A arte como sobrevivência
Às vezes, pensamos na arte como um luxo, mas para muitos de nós, ela é um item de sobrevivência. É a "tristeza diferente" que a Lisa Simpson expressa no saxofone quando o mundo ao redor parece devolver apenas incompreensão.
A arte está no mural que colore o concreto cinza de Curitiba, mas está principalmente na música que nos salva quando o mundo lá fora está barulhento demais. Está na literatura, onde personagens como encontram o espaço para existir que a realidade insiste em nos negar.
O Sagrado no cotidiano
Neste dia, enaltecemos Da Vinci, que unia ciência e estética com perfeição. Entretanto, eu convido você a olhar para os artistas invisíveis:
Aquele que escreve poesias na gaveta para não esquecer quem é.
O autor independente que luta contra o bloqueio criativo e o calor do dia a dia para publicar na Amazon.
Quem transforma o caos doméstico em crônica para não deixar a alma murchar.
Para mim, escrever é o meu território soberano, com suas Perguntas, prerrogativas e provocações.
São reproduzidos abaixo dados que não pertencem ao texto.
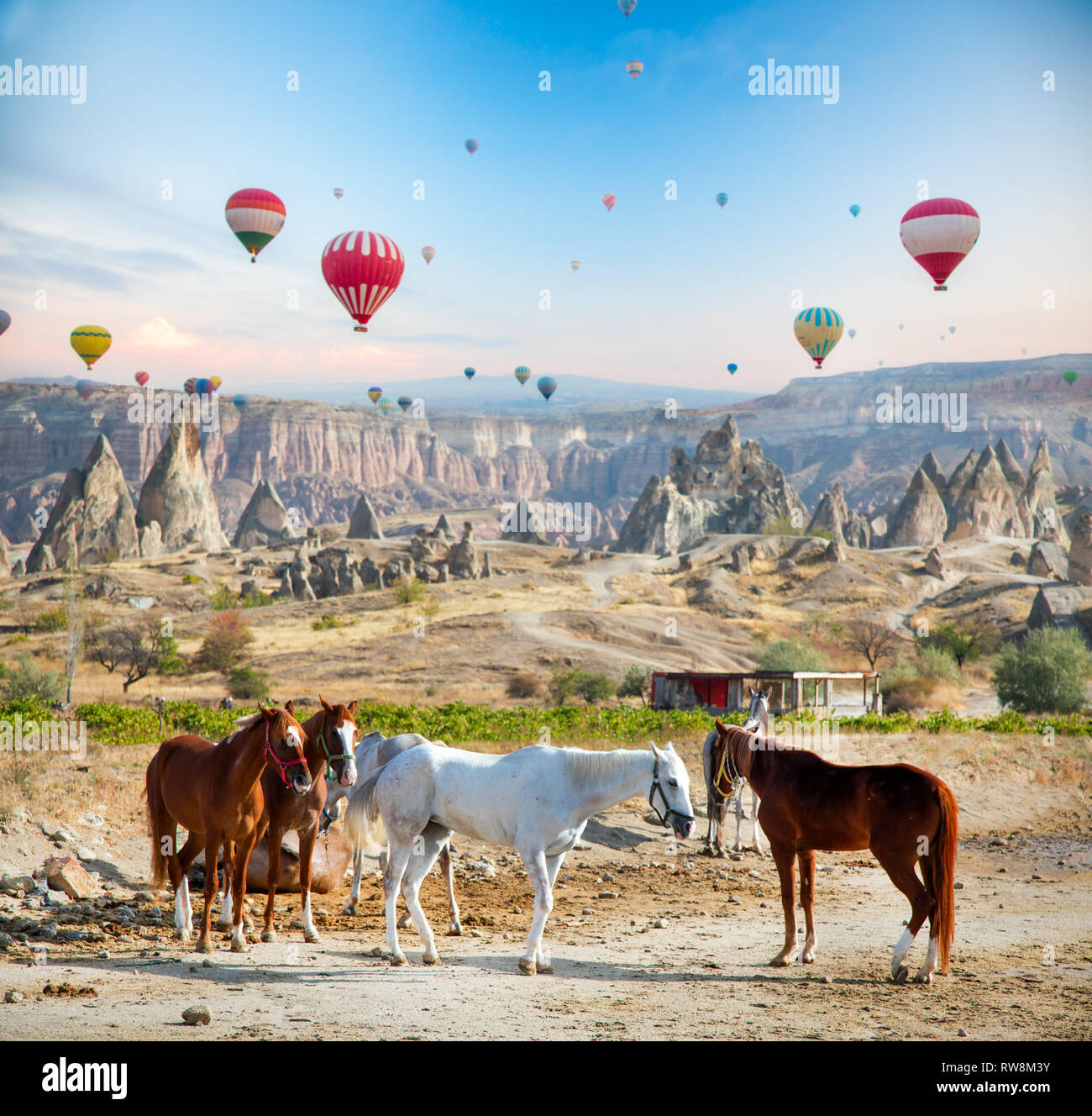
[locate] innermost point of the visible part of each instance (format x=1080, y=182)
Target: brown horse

É o lugar onde o barulho alheio não entra e onde eu mando e desmando no tempo. Escrever vai além de um simples ofício, significa proteger um espaço sagrado onde o grito do mundo não pode me alcançar.
O Convite
A perfeição é uma utopia da arte; acima de tudo, ela precisa de verdade. Por isso, deixo uma provocação: qual foi a última vez que você se permitiu criar algo sem o peso do julgamento alheio?
Hoje, tente algo novo. Rabisque um papel, escreva um verso, ouça uma música que te transporte para longe. Deixe a arte ser o bálsamo para os seus dias tensos. No fim das contas, se a realidade é estreita, a arte é o que nos permite respirar.